On Christmas Eve I sewed in the last ends on my Beekeeper’s Quilt
. I started that way back in summer 2011; at some point I pinned the arbitrary deadline of December 2018 onto it. Which gave me the permission I needed to actually call it done, rather than just carry on making hexipuffs until it was “big enough”, whatever that might have been. It’s a lot smaller than I once wanted it to be, but honestly, that’s okay. It’s for my kid, and she loves it. It’s a cozy lap blanket. It’s fine.
There’s actually a lot about this blanket that is “fine” rather than quite the way I’d like it. Having worked on it over seven years (with apparently widely varying tension), the hexis vary in size quite astonishingly. Some of them are kinda messy. And although I worked with a very specific palette, I don’t feel like the end result is aesthetically coherent. But it’s still fine.
This seems like a very useful, maybe annoyingly widely applicable, analogy – for life. For parenting. For whatever. Right now it just mostly feels like a good image to sum up my 2018. It was… a lot. Exhausting. Messy. Resistant to planning efforts. And I’m still not completely happy with where I’ve ended up. But basically, I can be proud of what I’ve done. And it’s all fine.

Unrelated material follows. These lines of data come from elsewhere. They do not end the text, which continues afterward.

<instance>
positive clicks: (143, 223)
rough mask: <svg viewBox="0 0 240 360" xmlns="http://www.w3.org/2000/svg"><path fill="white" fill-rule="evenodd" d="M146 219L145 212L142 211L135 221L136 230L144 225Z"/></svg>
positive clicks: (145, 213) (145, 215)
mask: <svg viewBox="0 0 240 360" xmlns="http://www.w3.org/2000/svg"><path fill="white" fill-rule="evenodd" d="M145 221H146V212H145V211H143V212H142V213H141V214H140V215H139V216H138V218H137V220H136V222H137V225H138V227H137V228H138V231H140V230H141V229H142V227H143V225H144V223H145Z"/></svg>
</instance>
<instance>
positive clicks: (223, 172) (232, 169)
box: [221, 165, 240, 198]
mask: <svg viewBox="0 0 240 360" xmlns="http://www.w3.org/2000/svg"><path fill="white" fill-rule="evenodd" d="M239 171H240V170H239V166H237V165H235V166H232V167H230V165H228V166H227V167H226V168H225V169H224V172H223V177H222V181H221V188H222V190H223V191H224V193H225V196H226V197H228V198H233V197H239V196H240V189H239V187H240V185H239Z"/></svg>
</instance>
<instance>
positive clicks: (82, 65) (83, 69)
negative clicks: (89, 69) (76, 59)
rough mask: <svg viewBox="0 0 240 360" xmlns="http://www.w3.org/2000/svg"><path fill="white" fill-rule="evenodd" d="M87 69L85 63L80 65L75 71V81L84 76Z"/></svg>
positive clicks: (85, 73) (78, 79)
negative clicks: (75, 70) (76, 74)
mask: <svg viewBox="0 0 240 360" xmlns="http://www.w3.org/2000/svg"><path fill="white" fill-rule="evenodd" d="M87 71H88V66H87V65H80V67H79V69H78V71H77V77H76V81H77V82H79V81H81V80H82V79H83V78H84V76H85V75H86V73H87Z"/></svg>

At this time of year we’re all supposed to be fired up with ambition, aren’t we? Raring to go with big goals and good intentions. But January is frankly a bit rubbish. It’s dark. It’s cold. It’s hard. And I can already tell you my year isn’t off to a great start. (Thanks a lot, stomach virus.) I started 2018 with big plans and was quickly overtaken by actual life – the year got way busier than expected, and while that forward movement was extremely welcome, it has not left me much energy for 2019. It also gave me rather too many opportunities to give myself a hard time. (Thanks a lot, overly critical self.)
So my main aim this year is simply to be kinder to myself. Not in the bubble-bath and pedicures “self-care” way, but in the more genuine self-care
way of honouring my limits, and shutting down negative self-talk. (Ok. TRYING to shut it down. Stoopid brain, no off switch.
) I’ve set myself modest goals, backed up with a careful plan (plus a lot of slack to accommodate sudden twists of fate), and the ultimate aim: just keep going. One stitch at a time always adds up to something. Oh, and I’m starting a new scrap blanket… because I do after all have a second kid. And because mindless knitting is the best self-care I know.